Opinion
File No. 28700
Section 31-235 (2) specifies that an unemployed person, to be eligible for unemployment benefits, must have been "making reasonable efforts to obtain work." The plaintiff had retired from state employment after thirty-five years and was in good health. His search for work, the commissioner found, varied from a few hours to a day each week. Held that the commissioner's decision that the plaintiff had not met the reasonable effort requirement of the statute could not be disturbed.
Memorandum filed May 21, 1963
Memorandum of decision in appeal from an unemployment compensation award.

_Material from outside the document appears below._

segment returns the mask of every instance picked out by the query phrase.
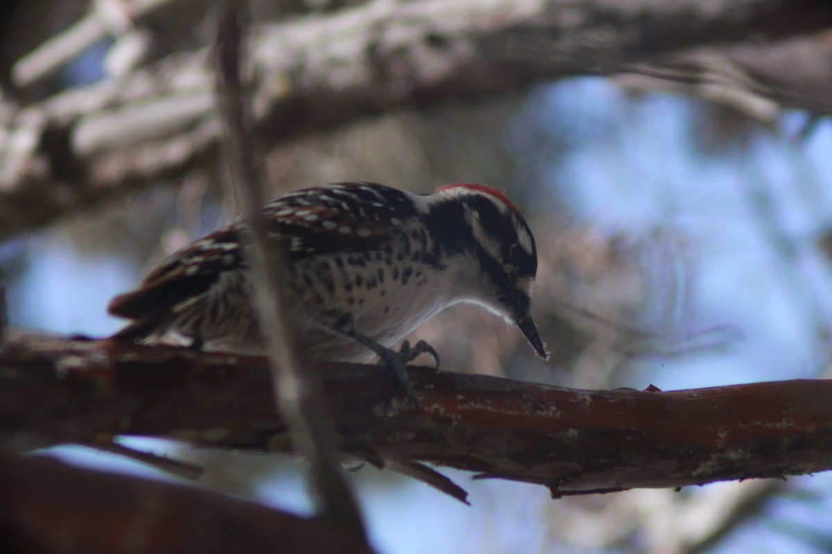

Appeal dismissed.
Gilman, Jacobson, Laudone Dutton, of Norwich, for the plaintiff (claimant).
Albert L. Coles, attorney general, and Harry Silverstone, assistant attorney general, for the Administrator, Unemployment Compensation Act.
The plaintiff has appealed from the denial of his application for unemployment compensation benefits. The record discloses that he was employed by the state of Connecticut from 1927 to 1962 and left his employment voluntarily when he reached the age where he would be eligible for a state pension. His accrued vacation and terminal leave expired on April 1, 1962.
The finding of the commissioner indicates that "the claimant's search for work, as recounted by him, could have been conducted in a period of time varying from a few hours to a day each week. In view of his age and the state of health, which is good, this did not constitute reasonable effort to find work. If he had made greater and more serious effort to find work, he would have been employed much earlier than he was, and would have had a job to go to as soon as he left his Norwich Hospital employment."
It would appear that in many respects this case is similar to that reported in Puter v. Administrator, 22 Conn. Sup. 96. However, the decision of the commissioner is not placed upon the same grounds but on the ground that the applicant has failed to meet the reasonable effort requirement of the Unemployment Compensation Act. General Statutes § 31-235 (2).
It cannot be held that the decision is unreasonable or that the commissioner acted "unreasonably, arbitrarily or illegally." That is the limit of this court's jurisdiction in such appeals. Lanyon v. Administrator, 139 Conn. 20, 28. The court cannot substitute its own conclusions for those of the commissioner. Almada v. Administrator, 137 Conn. 380, 391; see Practice Book § 312; Ogozalek v. Administrator, 22 Conn. Sup. 100, 104.